Syncthing sees VPN (ZeroTier-One) as LAN

I’ve checked a couple of threads and tried their recommendations (notably here and here) but could not get things working as I’d hoped for.

Situation: I have 3 machines. Machine X (R/W) at my dad’s place and machines A (R/W) and B (R/O) at my place. Up-to a while ago I had machine X talk to machine A and it used NAT traversal to exchange data using a 50kBps limit. Machine B gets turned on only once in a while and then sees machine A on the LAN and quickly syncs up as there is no speed limit on the LAN. (This then serves as some kind of occasional backup)

I’ve started using ZeroTier-One since a couple of months and it connects all 3 machines seamlessly making it look as if they are on the same LAN which is great for remote administration but it means that Syncthing now thinks it should no longer apply the speed limits between the machines. I’ve tried to tell it which network it should consider as LAN and which not but so far without result.

My idea was to configure [Sync Protocol Listen Addresses] to tcp://192.168.1.247:22000, quic://192.168.1.247:22000 as to limit the program from even looking at the ZeroTier-One virtual adapters which are in the 10.144.0.0/16 range. This did not stop Syncthing from connecting over the ZeroTier-One channel and transfer data at ‘full speed’.

Additionally I’ve configured machine A to put the public IP of my dad’s ISP in the AllowedNetworks option (like this: 141.134.0.0/16) for Device X. This seems to work until it suddenly doesn’t anymore and it jumps to the ZeroTier-One adapter and goes full speed.

When browsing to https://Machine_A I get the following device info:

image

Is there anything else I can try?

From a practical point of view I could configure machine x to limit its speed for both LAN and WAN; that should take care of it right now but if I later on wanted to add a machine Y to do the same thing at my dad’s place as I do here (A>B) then I’m stuck again.

Somehow I don’t think what I’m trying to do is overly exotic… or is it?

Thanks for the help, Roby

Sorry, but I’m struggling to understand what your question is.

I would block Syncthing connection and discovery ports for the ZeroTier network. Syncthing should handle this by resorting to regular LAN or WAN connections.

The short version is: how do I tell SyncThing to NOT use the ZeroTier-One network adapters? AFAIK there is no way to bind the application to a given network adapter.

I’ve tried setting the [Sync Protocol Listen Addresses] configuration to the relevant IP address but that did not stop Syncthing from connecting over the ZeroTier-One adapters.

I then assumed that by changing the [Allowed Network] setting to something that can only be reached by the one network adapter this would result in the wanted behavior. However, as can be seen in the screenshot, Syncthing connects to 10.144.145.63:2000 while simultaneously showing that only 141.134.0.0/16 is Allowed.

IMHO it looks like the ‘LAN-discovery’ completely ignores both settings?!

Correct, other than the listen addresses which can be bound to a specific address, but …
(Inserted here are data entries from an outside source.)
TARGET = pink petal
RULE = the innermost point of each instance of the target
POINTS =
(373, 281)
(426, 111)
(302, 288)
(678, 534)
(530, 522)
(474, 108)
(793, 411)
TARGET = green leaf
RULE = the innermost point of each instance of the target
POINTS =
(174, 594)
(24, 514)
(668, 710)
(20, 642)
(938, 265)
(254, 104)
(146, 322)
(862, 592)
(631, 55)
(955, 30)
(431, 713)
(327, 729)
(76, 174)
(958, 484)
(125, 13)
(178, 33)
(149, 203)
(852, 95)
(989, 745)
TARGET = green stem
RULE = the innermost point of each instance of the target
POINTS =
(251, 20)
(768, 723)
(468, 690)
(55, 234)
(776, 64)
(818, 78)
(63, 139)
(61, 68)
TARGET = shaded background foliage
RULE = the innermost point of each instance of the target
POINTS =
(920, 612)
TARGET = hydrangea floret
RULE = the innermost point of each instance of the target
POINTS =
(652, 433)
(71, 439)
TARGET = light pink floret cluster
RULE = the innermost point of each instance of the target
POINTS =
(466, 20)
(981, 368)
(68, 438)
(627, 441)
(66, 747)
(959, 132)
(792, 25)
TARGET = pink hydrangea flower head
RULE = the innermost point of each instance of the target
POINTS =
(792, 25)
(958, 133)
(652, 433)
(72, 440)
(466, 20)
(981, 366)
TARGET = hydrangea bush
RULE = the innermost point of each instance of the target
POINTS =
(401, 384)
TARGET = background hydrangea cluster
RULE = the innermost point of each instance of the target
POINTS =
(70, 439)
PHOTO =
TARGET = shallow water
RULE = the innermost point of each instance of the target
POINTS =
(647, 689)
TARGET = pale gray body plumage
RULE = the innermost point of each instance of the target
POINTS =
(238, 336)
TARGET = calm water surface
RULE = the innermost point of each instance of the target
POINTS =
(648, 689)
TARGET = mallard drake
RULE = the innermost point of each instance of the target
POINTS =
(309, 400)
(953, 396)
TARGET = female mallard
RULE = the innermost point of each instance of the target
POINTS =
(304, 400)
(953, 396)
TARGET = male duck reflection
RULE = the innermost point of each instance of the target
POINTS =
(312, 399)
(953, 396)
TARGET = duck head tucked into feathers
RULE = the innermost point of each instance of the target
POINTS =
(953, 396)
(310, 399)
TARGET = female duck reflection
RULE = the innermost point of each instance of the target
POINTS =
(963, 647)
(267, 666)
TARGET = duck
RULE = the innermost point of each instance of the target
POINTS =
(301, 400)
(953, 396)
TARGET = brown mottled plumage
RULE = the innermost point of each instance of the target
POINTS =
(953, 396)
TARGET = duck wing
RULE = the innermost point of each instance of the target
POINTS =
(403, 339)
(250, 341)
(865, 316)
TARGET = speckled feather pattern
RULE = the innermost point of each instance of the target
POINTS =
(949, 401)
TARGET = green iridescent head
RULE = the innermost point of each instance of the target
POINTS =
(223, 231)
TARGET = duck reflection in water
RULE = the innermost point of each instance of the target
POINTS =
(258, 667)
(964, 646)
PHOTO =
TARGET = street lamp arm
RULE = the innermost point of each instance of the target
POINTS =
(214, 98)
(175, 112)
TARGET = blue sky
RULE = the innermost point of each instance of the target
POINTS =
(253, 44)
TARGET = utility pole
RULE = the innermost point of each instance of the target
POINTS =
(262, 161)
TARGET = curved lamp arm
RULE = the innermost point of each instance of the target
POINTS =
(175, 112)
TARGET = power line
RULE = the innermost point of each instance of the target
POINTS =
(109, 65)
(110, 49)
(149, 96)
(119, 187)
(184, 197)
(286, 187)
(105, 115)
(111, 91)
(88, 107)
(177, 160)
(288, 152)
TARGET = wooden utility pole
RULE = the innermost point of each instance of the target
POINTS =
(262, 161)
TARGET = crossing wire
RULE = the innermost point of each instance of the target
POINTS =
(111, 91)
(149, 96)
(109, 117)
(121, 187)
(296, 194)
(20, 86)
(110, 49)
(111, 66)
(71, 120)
Indeed; what we listen on doesn’t really affect how we do outgoing connections. It would be difficult to couple the two. Once an address isn’t directly on a local interface we have no way to know or influence how we reach that address.

This seems like a bug. It should not allow connections from (or to) not-allowed networks when that option is set. I don’t know why it doesn’t work (quic vs tcp perhaps?) but it should be filed and fixed.

Right. This makes a lot of sense now you put it like that. I played around with the settings on this side only and yeah, it clearly says ‘Listen Address’ so obviously it needs to be set at both ends in a p2p situation. I’ll give that a try.

As for the LAN connection ignoring the [Allowed Network] setting: I started creating a ticket but when trying to write down the steps to do so Syncthing decided to play nice and effectively marked the connections in red “Network disallowed (timestamp)”. There might be more to this; might be an order of setting things or something!? I’ll try to come up with more information as I experiment a bit with it.

Perhaps it was already connected when you set the allowed networks? It’s only checked/enforced when a connection is established.

Well, I seem to be unable to reproduce it by stopping everything, changing the config and then waiting for it to do an ‘illegal’ connection. So indeed, probably it was already connected before I changed the setting. Thanks for the help!